Pietisten

David R. Swanson

1938 — 2015

gathered by Phil Johnson

portrait of David Swanson

Whether you called him Swanny, Shorty, David, Dave, Dick, George for his unlikeness size-wise to the great George Mikan of the Minneapolis World Champion Lakers, or, as in one case I know of, Boo Boo, it doesn’t matter. We knew who this person was and he was our friend.

Swanny graduated from Falls High, home of the Falls Broncos, in 1956. He was on the state championship football team. He accurately reflected our class motto: “Hard as nails, tough as bricks, Bronco Class of ‘56.” In our year book, the entry with Dave’s picture is, “Quality—not quantity.” Quality for sure.

Shorty played football (smallest on the team), baseball (for the Broncos in the Minnesota State High School Baseball Tournament of 1956), he was a key member of the “Foggy Five” basketball team made up of Falls High Seniors. In the 1956 City League tournament the Foggy Five upset the coaches’ team and then defeated the formidable, and heavily favored, Falls Creamery to win the International Falls City League Championship. The deeds of Swanny and the team are celebrated in the epic poem, “The Ballad of the Foggy Five.”

In college Dave became a wrestler. He delighted in wrestling. At last a sport in which he could take advantage of his strength; where his size was not a disadvantage. He was an excellent wrestler. Along the way, Shorty suffered more than his share of hardships and setbacks. Not least was getting crushed by a fork-lift truck in the Insulite factory in the Falls during summer vacation, an accident that made him miss much of a wrestling season at Gustavus.

Swanny was an eager student and a voracious reader. In addition to much other reading, he read the entire newspaper every day, an activity he promised to himself with his retirement. A person needed to be careful challenging Shorty should one be inclined to do so. His excellent, open mind did not prevent him from having strong opinions. He could become, as it is said, “hot under the collar.”

Dave had theological passion and it persisted throughout his life. You may know that he barely escaped graduation from Augustana Seminary in Rock Island, Illinois. Over the years, Swanny became increasingly skeptical of formal religion and came to dislike the Bible. He was skeptical in spite of the fact that he and Marion were Volunteers of the Year several times for the journal Pietisten.
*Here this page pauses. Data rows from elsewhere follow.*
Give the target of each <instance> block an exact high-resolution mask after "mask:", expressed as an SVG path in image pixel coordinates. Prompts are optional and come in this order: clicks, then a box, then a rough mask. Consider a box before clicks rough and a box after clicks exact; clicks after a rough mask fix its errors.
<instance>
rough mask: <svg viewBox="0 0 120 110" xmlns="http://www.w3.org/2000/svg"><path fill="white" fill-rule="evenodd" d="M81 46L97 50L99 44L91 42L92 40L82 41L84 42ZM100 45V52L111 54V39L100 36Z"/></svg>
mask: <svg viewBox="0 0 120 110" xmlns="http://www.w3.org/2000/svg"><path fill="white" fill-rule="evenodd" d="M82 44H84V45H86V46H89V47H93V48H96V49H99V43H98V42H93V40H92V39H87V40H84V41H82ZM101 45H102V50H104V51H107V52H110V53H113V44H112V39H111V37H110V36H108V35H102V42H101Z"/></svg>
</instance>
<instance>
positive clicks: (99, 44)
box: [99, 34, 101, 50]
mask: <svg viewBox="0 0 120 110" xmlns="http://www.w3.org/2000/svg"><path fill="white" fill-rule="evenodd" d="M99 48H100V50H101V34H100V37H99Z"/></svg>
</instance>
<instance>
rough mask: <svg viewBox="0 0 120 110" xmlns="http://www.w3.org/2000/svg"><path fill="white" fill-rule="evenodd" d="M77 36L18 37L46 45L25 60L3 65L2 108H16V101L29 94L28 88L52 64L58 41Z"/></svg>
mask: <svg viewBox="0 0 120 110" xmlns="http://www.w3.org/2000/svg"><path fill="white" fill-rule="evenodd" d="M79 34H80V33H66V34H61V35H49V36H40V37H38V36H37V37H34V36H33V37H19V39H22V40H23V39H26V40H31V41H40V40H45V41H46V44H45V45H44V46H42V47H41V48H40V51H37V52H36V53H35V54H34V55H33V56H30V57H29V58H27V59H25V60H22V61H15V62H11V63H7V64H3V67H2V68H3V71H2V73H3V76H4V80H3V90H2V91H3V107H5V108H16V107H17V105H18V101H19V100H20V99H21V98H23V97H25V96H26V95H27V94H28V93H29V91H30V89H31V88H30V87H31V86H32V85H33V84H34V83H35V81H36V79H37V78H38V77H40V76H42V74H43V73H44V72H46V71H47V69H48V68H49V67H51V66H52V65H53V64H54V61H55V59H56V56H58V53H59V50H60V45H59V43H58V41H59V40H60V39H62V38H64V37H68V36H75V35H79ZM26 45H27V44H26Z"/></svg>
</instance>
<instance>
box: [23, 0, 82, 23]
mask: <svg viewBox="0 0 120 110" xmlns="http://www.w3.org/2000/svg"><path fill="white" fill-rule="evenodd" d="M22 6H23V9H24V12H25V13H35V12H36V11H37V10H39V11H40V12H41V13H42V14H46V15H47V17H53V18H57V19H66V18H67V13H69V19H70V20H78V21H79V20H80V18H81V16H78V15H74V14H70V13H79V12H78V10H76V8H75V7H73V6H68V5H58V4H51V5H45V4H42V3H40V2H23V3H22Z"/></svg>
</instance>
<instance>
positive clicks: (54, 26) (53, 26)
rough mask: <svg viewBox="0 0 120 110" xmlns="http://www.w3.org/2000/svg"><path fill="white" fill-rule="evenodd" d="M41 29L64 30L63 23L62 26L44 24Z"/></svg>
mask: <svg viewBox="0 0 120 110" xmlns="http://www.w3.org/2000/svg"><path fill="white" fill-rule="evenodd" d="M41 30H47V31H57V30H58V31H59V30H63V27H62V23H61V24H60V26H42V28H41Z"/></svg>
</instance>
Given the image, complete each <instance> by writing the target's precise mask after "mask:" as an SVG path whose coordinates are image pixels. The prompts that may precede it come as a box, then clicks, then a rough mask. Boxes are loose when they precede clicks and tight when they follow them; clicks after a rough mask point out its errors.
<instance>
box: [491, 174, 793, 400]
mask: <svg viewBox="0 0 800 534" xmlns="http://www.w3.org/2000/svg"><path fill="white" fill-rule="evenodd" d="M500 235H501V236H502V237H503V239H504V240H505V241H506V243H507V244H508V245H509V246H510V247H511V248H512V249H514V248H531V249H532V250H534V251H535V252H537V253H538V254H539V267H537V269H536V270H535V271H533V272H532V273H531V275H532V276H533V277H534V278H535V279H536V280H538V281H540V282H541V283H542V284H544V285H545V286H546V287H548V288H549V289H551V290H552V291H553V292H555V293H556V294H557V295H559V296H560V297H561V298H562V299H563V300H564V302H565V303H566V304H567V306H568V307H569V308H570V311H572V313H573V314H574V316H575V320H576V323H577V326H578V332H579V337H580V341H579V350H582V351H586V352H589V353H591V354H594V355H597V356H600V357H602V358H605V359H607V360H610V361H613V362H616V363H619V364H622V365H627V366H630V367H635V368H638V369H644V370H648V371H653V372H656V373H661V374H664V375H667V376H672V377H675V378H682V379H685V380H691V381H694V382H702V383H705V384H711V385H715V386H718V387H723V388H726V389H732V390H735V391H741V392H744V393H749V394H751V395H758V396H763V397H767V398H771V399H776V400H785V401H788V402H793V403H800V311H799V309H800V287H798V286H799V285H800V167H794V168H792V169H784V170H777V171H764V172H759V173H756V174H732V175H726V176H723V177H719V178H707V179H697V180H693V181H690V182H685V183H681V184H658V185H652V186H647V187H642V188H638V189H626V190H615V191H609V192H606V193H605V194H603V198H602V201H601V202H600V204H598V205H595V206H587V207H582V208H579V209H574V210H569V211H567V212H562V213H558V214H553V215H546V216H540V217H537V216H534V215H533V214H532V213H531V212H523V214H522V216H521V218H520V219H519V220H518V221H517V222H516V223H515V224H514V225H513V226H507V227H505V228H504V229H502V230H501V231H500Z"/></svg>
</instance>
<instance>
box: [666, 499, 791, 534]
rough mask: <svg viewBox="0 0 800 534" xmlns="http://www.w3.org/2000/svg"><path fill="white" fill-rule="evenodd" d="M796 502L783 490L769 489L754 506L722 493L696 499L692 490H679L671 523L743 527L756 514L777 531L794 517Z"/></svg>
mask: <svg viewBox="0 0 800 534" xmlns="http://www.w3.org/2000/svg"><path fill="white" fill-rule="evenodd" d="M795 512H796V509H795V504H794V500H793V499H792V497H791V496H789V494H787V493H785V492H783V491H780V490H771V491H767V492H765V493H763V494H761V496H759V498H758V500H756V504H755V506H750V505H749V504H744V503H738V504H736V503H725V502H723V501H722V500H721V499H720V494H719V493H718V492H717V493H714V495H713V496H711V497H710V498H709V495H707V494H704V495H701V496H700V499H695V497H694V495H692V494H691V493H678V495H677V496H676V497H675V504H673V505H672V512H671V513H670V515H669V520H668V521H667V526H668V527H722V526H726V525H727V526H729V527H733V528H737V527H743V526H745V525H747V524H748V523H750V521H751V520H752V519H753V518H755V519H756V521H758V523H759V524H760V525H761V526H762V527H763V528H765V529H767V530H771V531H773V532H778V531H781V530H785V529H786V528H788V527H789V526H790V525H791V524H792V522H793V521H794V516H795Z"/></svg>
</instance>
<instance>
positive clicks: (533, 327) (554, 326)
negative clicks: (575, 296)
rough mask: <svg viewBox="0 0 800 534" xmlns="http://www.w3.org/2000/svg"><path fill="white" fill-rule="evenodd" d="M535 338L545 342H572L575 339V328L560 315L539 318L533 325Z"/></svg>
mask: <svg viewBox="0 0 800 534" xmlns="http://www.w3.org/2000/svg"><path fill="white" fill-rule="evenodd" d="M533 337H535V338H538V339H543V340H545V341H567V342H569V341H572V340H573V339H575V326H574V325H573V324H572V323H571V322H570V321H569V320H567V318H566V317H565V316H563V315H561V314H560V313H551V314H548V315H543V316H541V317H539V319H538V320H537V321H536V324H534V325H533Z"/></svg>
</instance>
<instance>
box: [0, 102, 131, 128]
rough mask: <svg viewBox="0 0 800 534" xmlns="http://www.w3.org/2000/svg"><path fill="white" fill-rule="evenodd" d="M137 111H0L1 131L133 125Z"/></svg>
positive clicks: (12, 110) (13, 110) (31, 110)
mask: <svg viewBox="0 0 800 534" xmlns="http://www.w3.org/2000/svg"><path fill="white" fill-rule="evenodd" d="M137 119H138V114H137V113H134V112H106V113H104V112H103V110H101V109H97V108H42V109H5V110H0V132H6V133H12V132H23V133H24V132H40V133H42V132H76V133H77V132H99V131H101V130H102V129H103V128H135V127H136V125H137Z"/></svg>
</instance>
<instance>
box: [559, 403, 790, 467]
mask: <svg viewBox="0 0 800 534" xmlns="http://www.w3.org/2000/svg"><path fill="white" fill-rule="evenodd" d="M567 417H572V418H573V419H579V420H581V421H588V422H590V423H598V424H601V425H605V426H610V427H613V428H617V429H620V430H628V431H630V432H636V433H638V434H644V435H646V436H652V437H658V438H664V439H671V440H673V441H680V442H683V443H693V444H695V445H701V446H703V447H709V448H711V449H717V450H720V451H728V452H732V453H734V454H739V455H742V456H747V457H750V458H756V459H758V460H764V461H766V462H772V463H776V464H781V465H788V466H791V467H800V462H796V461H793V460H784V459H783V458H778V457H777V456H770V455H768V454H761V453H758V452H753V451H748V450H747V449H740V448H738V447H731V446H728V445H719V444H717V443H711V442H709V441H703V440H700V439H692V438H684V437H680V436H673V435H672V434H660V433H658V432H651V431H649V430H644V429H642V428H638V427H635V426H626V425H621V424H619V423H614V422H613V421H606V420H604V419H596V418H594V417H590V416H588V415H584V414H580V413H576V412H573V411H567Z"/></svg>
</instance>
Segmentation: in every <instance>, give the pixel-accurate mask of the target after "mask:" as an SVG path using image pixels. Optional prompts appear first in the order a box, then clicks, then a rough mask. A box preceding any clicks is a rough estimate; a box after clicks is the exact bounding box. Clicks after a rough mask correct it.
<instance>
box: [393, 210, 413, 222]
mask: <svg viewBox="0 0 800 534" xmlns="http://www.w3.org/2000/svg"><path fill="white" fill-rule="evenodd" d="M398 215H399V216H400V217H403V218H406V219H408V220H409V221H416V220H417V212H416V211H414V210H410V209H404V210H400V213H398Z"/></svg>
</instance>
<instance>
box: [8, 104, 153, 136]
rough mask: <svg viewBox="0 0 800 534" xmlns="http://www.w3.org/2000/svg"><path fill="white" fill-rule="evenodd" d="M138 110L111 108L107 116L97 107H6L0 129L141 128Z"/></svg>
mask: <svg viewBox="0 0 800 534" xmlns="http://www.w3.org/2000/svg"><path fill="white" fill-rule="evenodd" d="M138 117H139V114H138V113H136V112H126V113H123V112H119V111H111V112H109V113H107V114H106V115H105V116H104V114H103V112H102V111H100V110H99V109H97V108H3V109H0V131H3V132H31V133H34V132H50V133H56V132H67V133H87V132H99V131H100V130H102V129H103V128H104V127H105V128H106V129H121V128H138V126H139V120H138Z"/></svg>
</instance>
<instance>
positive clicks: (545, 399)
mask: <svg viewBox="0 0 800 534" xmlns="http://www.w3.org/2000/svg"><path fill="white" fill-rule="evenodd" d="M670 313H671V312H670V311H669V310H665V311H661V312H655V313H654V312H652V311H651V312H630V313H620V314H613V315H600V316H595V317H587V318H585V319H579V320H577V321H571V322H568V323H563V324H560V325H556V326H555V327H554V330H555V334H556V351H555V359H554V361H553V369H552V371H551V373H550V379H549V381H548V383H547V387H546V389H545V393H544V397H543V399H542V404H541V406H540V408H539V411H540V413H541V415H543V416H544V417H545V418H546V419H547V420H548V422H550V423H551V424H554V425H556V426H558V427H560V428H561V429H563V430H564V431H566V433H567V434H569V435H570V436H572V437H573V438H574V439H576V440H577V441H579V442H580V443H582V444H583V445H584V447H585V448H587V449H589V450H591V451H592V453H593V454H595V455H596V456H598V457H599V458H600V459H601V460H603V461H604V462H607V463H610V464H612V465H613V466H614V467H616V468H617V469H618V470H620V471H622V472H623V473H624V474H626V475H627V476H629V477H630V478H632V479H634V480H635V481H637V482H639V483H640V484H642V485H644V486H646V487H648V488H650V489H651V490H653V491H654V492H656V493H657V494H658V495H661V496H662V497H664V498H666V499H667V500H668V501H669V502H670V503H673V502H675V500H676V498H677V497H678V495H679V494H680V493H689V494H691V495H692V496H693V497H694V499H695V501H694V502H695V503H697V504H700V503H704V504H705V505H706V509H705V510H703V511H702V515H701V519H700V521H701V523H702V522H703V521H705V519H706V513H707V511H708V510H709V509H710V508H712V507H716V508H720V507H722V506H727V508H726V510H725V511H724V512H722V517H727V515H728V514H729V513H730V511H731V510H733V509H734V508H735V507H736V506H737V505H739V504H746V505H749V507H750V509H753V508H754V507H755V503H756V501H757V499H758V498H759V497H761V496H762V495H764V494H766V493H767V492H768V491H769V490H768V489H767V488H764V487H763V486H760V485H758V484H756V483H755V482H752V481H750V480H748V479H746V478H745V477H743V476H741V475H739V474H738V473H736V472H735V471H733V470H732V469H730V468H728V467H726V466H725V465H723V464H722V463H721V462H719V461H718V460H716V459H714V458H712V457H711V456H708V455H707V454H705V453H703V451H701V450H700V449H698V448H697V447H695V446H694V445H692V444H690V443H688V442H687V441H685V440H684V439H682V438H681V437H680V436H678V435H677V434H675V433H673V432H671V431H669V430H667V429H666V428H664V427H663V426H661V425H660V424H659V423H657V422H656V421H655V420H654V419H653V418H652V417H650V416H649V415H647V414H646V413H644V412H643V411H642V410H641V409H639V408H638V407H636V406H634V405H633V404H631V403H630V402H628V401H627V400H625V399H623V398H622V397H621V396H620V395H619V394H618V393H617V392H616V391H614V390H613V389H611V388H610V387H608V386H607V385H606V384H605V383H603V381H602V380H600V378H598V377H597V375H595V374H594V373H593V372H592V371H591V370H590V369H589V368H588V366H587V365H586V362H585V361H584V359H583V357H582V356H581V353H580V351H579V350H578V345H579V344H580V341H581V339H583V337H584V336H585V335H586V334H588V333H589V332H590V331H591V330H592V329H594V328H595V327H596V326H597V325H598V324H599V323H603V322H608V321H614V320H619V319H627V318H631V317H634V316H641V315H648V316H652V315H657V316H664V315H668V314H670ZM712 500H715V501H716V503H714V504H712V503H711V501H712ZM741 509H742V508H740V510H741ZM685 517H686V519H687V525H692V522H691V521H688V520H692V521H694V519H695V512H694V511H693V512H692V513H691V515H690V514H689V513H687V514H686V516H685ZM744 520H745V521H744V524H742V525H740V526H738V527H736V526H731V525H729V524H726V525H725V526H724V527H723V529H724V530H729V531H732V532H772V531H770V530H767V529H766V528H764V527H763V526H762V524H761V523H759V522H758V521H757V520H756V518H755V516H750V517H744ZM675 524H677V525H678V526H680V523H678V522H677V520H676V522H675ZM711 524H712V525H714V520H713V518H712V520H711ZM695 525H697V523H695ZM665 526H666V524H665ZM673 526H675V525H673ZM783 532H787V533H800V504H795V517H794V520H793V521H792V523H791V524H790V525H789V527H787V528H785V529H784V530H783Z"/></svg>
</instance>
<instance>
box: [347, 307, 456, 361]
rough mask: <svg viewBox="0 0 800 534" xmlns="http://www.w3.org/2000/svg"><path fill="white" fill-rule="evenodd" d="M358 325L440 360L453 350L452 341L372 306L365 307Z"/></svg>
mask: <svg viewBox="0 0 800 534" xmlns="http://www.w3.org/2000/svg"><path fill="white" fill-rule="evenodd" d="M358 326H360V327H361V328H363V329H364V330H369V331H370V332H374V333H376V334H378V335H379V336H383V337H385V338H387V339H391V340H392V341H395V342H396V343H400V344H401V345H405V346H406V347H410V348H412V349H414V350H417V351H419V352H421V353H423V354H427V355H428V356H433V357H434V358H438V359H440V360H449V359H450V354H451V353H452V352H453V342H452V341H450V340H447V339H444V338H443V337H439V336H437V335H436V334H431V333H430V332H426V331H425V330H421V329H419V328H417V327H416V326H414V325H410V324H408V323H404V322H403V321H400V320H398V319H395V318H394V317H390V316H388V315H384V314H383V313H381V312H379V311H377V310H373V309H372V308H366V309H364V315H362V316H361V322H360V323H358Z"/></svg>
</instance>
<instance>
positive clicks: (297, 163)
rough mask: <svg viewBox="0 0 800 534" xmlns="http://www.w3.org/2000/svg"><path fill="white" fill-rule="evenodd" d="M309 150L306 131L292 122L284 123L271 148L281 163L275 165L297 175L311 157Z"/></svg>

Dave liked Pietisten a lot. He enjoyed the friendships, the conversations, the Swedish connection, the Lutheran allusions, the humor, all of it. But, that did not impede his skepticism.

About a year ago, Swanny resolved to read the entire Bible to make sure that his dislike for it was warranted. I doubt there are many people who would put their convictions to the test like this.

When I would ask him how far along he was, he’d say for example, “I’m almost done with Chronicles.” “How is it?” “It’s bad—but not as bad as Leviticus, Gawd!” Next time it was Job and the Psalms in which he saw no improvement.

“But, Swanny,” I’d say. “It’s great ancient literature. The Greek stuff isn’t any better. It’s every bit as filled with mayhem and slaughter. Besides, why are you reading it?” He just smiled and kept going on his quest. It was only very recently that he could do it no longer.

So Swanny, there is so much to say about you. We love you, we cherish your memory, we are grateful for your friendship, we are not certain you will be satisfied to rest in peace. May that be as you wish.